Kazanan takımda Saras faktörünü de unutmayalım. Sertaç sakat – Tarık sakat, yani iki önemli Türk oyuncusundan yoksun çıktığı maçlarda Mert Emre – Metecan – Melih’ten katkı almayı başardı. Takım çok yorgun, turuncu birşey bile görmek istemiyorlar. Bırakın fiziksel mücadele – savaşmayı, mental olarak da büyük bir sınav veriyorlar. Toplamda 8.5 ayda 86 maç oynadılar. Nigel 79 maç. Bugün oynanacak olan maç ile 80. maçına çıkacak. Kabaca 3 günde 1 maç. Haziran ayı sonuna geldik. Derece 40’a vuruyor, çocuklar LGS’den YKS’ye doğru savrulurken, memlekette her gün olay enflasyonu, dünyada savaş yaşanıyor.

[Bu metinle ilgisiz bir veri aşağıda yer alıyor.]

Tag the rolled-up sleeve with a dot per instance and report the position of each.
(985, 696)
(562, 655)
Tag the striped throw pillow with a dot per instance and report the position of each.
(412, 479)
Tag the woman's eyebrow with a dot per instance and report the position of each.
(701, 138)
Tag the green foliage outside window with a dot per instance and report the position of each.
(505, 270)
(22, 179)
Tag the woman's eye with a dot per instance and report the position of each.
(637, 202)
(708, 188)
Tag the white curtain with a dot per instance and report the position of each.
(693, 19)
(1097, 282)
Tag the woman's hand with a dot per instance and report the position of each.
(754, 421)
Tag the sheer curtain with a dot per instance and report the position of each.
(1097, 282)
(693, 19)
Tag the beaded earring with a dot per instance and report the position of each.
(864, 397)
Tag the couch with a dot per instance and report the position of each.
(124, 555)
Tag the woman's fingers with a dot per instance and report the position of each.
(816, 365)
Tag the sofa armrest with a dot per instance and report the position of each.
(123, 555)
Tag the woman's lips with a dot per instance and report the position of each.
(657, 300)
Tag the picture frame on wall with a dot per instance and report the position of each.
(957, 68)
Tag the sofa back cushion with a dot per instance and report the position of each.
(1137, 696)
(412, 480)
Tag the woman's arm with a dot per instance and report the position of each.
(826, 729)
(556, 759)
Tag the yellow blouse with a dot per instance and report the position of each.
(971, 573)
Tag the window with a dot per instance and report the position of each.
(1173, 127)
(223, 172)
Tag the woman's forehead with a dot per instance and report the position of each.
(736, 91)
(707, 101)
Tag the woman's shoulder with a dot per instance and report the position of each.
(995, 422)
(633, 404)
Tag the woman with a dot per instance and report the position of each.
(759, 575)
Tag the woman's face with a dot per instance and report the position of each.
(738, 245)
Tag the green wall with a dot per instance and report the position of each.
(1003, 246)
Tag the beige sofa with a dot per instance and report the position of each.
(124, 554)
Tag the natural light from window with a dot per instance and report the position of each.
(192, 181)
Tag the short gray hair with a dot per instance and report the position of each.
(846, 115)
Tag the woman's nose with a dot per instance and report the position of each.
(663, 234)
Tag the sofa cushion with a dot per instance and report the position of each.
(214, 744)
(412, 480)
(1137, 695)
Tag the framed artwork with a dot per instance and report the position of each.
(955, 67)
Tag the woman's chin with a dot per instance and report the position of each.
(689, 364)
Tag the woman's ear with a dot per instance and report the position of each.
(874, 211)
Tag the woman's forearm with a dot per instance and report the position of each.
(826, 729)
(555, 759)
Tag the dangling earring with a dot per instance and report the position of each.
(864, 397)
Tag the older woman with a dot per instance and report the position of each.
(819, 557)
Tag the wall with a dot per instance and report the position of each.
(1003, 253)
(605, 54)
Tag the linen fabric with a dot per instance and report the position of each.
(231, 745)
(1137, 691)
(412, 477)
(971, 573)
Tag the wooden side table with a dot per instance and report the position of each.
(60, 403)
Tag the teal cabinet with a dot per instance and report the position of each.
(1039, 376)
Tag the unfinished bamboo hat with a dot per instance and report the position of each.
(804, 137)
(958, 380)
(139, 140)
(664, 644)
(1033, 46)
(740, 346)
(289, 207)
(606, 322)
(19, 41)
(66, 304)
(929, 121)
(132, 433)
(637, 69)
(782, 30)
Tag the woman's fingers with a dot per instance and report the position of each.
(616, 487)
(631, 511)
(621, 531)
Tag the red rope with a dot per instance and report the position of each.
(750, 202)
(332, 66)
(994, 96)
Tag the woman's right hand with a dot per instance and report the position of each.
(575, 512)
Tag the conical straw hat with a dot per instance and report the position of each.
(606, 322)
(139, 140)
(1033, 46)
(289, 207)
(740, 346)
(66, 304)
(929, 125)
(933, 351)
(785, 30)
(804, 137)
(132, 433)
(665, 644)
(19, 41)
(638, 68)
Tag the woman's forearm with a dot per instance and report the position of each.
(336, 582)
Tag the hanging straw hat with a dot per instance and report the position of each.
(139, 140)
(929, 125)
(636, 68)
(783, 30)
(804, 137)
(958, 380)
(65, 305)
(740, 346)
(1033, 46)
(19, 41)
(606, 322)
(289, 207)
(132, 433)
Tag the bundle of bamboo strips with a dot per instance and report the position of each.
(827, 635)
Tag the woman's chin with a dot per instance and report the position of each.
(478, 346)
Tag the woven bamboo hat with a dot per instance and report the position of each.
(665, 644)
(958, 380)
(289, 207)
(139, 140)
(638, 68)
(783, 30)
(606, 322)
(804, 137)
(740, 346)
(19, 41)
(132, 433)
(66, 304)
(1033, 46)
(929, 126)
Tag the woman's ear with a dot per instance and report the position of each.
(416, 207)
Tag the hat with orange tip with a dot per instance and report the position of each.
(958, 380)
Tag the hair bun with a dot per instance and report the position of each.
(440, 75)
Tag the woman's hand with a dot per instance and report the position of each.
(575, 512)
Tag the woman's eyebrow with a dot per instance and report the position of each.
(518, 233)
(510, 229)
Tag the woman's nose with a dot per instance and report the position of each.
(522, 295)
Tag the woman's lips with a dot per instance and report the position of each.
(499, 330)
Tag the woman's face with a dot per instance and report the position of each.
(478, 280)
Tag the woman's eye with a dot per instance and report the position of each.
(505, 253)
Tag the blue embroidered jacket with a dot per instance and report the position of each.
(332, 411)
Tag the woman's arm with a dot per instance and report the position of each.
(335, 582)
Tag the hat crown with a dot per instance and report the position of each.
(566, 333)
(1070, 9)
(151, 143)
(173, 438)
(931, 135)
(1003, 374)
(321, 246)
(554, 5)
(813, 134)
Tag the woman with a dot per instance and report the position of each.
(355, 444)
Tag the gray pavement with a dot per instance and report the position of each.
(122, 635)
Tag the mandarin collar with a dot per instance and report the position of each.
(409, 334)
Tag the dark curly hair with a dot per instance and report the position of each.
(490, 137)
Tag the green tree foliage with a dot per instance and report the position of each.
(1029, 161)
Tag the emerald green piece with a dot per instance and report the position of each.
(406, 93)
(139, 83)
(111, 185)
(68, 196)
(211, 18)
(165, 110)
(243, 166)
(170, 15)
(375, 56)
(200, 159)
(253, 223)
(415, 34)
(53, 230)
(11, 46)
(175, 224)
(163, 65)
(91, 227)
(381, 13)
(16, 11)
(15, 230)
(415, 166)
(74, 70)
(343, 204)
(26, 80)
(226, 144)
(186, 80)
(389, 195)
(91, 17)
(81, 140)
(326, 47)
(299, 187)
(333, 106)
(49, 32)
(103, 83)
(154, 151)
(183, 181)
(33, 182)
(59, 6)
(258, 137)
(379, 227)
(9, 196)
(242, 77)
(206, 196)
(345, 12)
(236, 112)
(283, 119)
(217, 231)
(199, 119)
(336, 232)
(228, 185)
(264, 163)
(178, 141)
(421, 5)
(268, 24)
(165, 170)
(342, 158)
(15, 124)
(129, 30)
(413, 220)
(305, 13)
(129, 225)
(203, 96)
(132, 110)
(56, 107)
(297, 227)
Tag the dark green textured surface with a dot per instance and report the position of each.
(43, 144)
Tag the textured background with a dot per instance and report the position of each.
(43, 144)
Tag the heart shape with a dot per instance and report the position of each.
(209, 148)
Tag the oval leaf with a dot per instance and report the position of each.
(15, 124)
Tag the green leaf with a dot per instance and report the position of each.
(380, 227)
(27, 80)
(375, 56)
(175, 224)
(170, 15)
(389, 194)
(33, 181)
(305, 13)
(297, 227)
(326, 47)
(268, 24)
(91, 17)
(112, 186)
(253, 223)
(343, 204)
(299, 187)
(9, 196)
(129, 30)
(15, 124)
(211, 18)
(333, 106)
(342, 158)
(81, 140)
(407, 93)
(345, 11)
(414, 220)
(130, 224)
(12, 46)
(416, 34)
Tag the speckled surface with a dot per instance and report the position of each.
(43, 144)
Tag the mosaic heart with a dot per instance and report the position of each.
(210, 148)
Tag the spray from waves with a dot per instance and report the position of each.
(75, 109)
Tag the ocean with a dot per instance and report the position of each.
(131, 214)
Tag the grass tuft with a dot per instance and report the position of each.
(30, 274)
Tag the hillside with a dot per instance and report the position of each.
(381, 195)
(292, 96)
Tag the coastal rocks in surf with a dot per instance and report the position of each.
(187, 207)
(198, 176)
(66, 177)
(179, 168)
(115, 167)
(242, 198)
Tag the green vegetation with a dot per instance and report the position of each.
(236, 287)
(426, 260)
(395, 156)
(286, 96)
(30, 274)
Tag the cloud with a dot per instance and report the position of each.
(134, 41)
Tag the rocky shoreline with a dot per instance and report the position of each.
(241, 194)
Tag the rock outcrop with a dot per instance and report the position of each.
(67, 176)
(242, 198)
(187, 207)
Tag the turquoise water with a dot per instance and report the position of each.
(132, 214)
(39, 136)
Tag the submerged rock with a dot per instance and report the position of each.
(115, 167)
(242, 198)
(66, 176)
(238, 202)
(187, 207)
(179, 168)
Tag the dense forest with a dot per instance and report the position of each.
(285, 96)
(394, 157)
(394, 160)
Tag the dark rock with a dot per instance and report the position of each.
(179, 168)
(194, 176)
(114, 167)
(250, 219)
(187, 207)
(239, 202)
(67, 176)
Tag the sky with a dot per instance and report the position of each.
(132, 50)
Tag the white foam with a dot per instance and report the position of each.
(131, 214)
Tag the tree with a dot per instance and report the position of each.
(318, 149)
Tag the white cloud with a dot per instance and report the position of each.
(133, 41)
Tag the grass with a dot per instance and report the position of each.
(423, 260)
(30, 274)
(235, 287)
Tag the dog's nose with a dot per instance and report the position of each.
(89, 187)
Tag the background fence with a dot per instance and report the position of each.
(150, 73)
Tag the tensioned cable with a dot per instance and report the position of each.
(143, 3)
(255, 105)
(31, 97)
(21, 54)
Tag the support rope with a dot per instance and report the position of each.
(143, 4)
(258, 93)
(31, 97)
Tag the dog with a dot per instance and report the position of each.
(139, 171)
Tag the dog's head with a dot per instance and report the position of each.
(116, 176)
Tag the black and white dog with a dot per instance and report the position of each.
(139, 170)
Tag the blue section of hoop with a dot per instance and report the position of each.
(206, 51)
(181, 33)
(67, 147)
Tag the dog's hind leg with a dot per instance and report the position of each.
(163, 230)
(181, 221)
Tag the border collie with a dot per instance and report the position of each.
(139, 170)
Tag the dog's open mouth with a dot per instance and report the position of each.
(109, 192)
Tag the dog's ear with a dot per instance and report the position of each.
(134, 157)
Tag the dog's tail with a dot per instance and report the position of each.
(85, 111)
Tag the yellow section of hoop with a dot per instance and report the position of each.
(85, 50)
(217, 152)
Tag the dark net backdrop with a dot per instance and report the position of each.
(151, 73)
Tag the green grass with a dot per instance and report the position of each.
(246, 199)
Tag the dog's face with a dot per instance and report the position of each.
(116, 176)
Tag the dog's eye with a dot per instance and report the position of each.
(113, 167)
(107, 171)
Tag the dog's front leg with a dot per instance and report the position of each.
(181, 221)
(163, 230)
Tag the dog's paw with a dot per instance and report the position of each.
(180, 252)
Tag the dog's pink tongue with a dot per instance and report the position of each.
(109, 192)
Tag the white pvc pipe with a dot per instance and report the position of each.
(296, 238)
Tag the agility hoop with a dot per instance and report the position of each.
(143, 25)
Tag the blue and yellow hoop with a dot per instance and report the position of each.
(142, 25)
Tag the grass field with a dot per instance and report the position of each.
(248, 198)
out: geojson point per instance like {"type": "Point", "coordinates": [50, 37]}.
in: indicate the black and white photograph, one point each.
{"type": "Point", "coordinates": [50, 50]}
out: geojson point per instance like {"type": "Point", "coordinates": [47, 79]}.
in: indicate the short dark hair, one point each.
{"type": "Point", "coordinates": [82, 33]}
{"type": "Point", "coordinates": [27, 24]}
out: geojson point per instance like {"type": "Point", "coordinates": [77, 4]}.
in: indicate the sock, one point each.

Güzel halkım çok şükür ki Bodrum’da 5 bin liralık lahmacununa bile kavuşmuşken! bizim ligimiz hala bitmedi. Bugün seri biter mi? Bilemem ama önce yöneticilerden sonra tüm taraftarlardan bir kez daha rica ediyorum. Sahanın içinde müthiş mücadele eden oyunculara ve staf’a saygı duyarak maçın – maçların keyfini çıkartalım.